愛犬の熱の温度も、足が痛くならないようにマッサージをするやり方も覚えた。
その時はとにかく命を守ろうと必死だった。

まとめ

マロンの血流障害はある日突然突、宣告されました。
そして断脚という重大な決断を下すための、考える時間ももらえませんでした。

脚を失わせてまで生かしたいとしたことを、飼い主のエゴと言われても仕方ありません。
ただ、愛犬の生きたいという眼差しと、最後まで絶対にこの子をそばで看取ろうと決断した。ただその想いだけです。

これまでマロンは幾度となく手術をしました。
それは、
腸閉塞(腸半分切除)
子宮筋腫(子宮全摘出)
蓄膿症
断脚(後ろ左足)
幾度となく、手術を乗り越えてきたんです。

手術の度に泣きながら、一番辛いであろう愛犬に涙を舐められ、励まされて乗り越えてきました。
私は本当に弱い飼い主なのかもしれません。

現在マロンは11歳。
今では、すっかりステロイドは欠かせませんが、それでも、シニア犬といえどもよく食べ、とっても無邪気な愛犬です。

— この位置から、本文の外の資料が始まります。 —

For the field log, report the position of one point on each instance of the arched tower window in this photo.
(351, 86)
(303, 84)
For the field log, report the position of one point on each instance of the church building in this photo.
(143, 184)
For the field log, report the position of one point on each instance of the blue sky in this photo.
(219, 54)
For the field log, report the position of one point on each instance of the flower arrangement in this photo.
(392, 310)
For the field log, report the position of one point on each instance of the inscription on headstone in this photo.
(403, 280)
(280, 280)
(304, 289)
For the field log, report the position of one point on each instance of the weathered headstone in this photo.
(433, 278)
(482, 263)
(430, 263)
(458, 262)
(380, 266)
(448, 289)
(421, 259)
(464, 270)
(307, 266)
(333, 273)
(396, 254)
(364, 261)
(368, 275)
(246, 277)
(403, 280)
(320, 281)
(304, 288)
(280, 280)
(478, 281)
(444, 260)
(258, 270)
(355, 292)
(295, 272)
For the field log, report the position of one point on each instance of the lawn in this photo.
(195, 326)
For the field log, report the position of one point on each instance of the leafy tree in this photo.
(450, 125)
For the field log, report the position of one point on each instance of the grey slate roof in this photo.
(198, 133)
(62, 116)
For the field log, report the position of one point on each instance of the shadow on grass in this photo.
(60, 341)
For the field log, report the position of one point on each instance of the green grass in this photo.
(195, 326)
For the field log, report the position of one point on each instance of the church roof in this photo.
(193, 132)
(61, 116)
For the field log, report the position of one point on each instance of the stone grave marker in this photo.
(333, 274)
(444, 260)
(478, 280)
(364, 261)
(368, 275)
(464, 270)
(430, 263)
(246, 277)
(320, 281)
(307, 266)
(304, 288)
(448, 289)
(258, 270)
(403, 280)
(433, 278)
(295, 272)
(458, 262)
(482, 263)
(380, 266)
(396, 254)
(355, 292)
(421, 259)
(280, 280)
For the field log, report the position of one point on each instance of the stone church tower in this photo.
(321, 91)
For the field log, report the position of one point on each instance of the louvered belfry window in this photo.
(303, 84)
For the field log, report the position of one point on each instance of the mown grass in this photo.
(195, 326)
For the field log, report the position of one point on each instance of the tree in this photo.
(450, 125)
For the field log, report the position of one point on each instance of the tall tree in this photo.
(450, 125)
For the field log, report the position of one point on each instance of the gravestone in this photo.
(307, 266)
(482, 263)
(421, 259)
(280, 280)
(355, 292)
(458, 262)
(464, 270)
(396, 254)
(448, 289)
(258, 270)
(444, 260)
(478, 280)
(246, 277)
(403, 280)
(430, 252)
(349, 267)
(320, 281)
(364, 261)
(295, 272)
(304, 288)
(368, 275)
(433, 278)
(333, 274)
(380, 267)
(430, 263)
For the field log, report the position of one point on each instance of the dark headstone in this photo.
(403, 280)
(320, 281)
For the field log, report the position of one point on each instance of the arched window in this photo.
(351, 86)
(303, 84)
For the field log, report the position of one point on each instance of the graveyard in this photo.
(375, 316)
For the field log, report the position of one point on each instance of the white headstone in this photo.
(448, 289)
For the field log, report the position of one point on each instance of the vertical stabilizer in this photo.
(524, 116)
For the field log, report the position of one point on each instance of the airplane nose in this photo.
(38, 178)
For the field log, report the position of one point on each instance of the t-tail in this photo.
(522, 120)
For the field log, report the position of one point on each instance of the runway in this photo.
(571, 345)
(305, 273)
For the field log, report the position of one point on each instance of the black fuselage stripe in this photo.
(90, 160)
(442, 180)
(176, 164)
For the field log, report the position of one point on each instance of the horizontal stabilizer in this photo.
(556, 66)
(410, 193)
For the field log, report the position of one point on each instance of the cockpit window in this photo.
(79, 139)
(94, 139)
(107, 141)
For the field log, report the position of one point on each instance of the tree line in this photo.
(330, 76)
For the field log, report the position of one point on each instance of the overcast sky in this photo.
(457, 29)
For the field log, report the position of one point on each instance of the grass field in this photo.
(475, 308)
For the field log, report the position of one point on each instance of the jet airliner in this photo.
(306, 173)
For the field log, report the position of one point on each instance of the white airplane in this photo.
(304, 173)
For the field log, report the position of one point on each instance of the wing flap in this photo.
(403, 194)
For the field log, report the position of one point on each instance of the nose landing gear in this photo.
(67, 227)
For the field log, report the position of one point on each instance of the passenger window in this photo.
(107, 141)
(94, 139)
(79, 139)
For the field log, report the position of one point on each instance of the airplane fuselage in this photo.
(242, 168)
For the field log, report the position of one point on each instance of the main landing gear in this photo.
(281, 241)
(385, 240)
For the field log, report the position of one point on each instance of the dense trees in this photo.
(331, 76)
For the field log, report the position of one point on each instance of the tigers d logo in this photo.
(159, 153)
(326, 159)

もちろん愛犬だけでなく、獣医さんにも看護師さんにも救われて、マロンと私の生活は続けることができています。

断脚をしたことで、他のワンコより足が一つ足りないだけで、それ以外は何も変わらない。
ただ以前と少し変わったといえば、普段の生活ではコンクリーをの上を歩かないようにしたり、舗装された道路ではカートに乗せて散歩をするようになったことぐらい。
芝生の上を歩いてご機嫌なこともあるし、他のわんちゃんと同じように遊ぶことも。

今回痛感したことは、当たり前にいることは当たり前ではなかったんだということ。
そして、小さな命かもしれないけど、私にとってはこの愛犬こそが命そのものだと心から思います。

両親が犬用の車椅子など調べてくれたけど、3本脚でも普段通り歩くマロン。
車椅子はその時まで使わずに、今できることをやろうとしている愛犬の力強さを支えていきたいと思います。